Deux artistes pour interpréter et réinventer l’histoire sauvage de Mérimée, mise en opéra par Bizet. La compagnie Karyatide propose ici une version "dédiabolisée" de la plus célèbre des gitanes, où celle-ci n’est plus meurtrière mais gréviste, où elle n’est plus tant l’étrangère que l’amoureuse. Sa sincérité y gagne, sa fierté en prend un coup. Mais baste ! c’est la folie de José qui prend sa place : la chute, depuis la moralité qui le pousse à libérer une "innocente" jusqu’à l’assassinat d’Escamillo puis de Carmen est ici le lieu central de l’histoire.

La table de divination est, en elle-même, un objet des plus inventif. Support à tous les lieux, elle se transforme par la magie d’une grille de radio ou celle du sable manipulé en usine ou en prairie espagnole, en prison ou en arène de corrida. Contenant incroyable, on en voit jaillir les personnages et tous leurs accessoires, les vachettes dodelinant adorablement de la tête ou le couteau fatal.

Au niveau de l’interprétation, il y a un fabuleux travail de la voix, qui donne à entendre de manière juste toute l’émotion des personnages dans des corps inertes, qu’ils soient ceux des comédiens la plupart du temps assis ou ceux des marionnettes, poupée type Barbie assez peu mobiles. Le jeu de la narratrice est très stylisé, et n’est pas sans rappeler le mysticisme prononcé des tireuses de cartes et autres medium. Petit défaut, cela rompt parfois un peu le rythme du spectacle, notamment par rapport aux musiques utilisées. Ce n’est pas non plus très éloigné des codes de l’opéra, grands gestes emblématiques, postures figées à la limite de la pantomime.
Le pari annoncé d’un "opéra de poche" est donc plutôt réussi. Il est d’ailleurs également présent en filigrane par la musique qui reprend les grands airs de Bizet : "L’amour est un oiseau rebelle", "Vivat, vivat Escamillo", "Toréador, prends garde", "La fleur que tu m’avais donnée" etc. Arie parfois doublé en parlando où les comédiens disent le texte qui passe en bande-son, comme un audio-sous-titre dont l’effet est pour le moins saisissant.

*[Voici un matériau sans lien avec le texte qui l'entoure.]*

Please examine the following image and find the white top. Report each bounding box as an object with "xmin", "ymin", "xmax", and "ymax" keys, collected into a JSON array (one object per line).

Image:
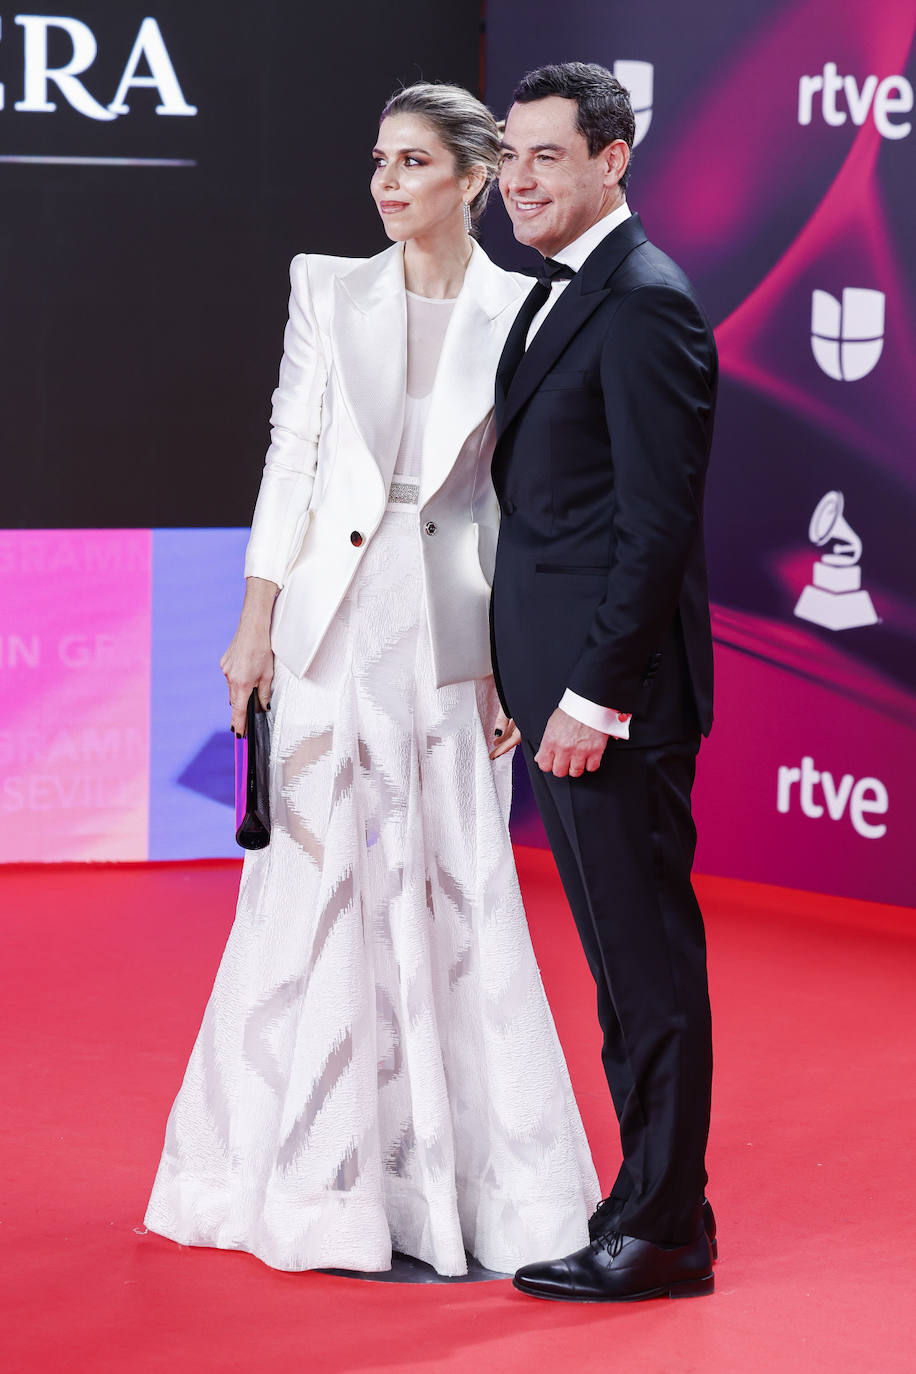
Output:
[
  {"xmin": 524, "ymin": 201, "xmax": 634, "ymax": 739},
  {"xmin": 392, "ymin": 292, "xmax": 456, "ymax": 486}
]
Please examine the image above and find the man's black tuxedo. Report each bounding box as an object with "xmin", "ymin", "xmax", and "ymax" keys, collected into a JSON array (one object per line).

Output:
[
  {"xmin": 492, "ymin": 214, "xmax": 716, "ymax": 748},
  {"xmin": 491, "ymin": 213, "xmax": 717, "ymax": 1247}
]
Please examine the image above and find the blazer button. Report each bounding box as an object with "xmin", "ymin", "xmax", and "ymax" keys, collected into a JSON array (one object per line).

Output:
[
  {"xmin": 504, "ymin": 499, "xmax": 516, "ymax": 516},
  {"xmin": 424, "ymin": 521, "xmax": 437, "ymax": 536},
  {"xmin": 350, "ymin": 531, "xmax": 364, "ymax": 547}
]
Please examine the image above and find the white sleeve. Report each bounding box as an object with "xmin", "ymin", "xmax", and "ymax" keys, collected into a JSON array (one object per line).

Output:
[
  {"xmin": 244, "ymin": 254, "xmax": 327, "ymax": 588},
  {"xmin": 559, "ymin": 688, "xmax": 632, "ymax": 740}
]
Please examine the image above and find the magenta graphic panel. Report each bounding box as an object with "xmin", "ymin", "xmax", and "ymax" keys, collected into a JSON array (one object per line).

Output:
[
  {"xmin": 693, "ymin": 610, "xmax": 915, "ymax": 908},
  {"xmin": 0, "ymin": 531, "xmax": 151, "ymax": 861},
  {"xmin": 486, "ymin": 0, "xmax": 916, "ymax": 910}
]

Du point de vue de la mise en scène, on pourrait questionner la pertinence de jouer du théâtre de marionnettes (plutôt de l’ordre du "petit") dans une grande salle, où les spectateurs sont à distance. Si la manipulation est attirante, l’écart entre les spectateurs et la scène ne permet pas d’en profiter pleinement, et force visiblement la comédienne à un lyrisme qui ne lui permet pas de disparaître au profit des marionnettes.

Un spectacle prometteur donc, malheureusement dans un lieu inadapté, qui propose une version plus humaine de la figure presque mythique de Carmen dans une approche ludique qui stimule l’imagination.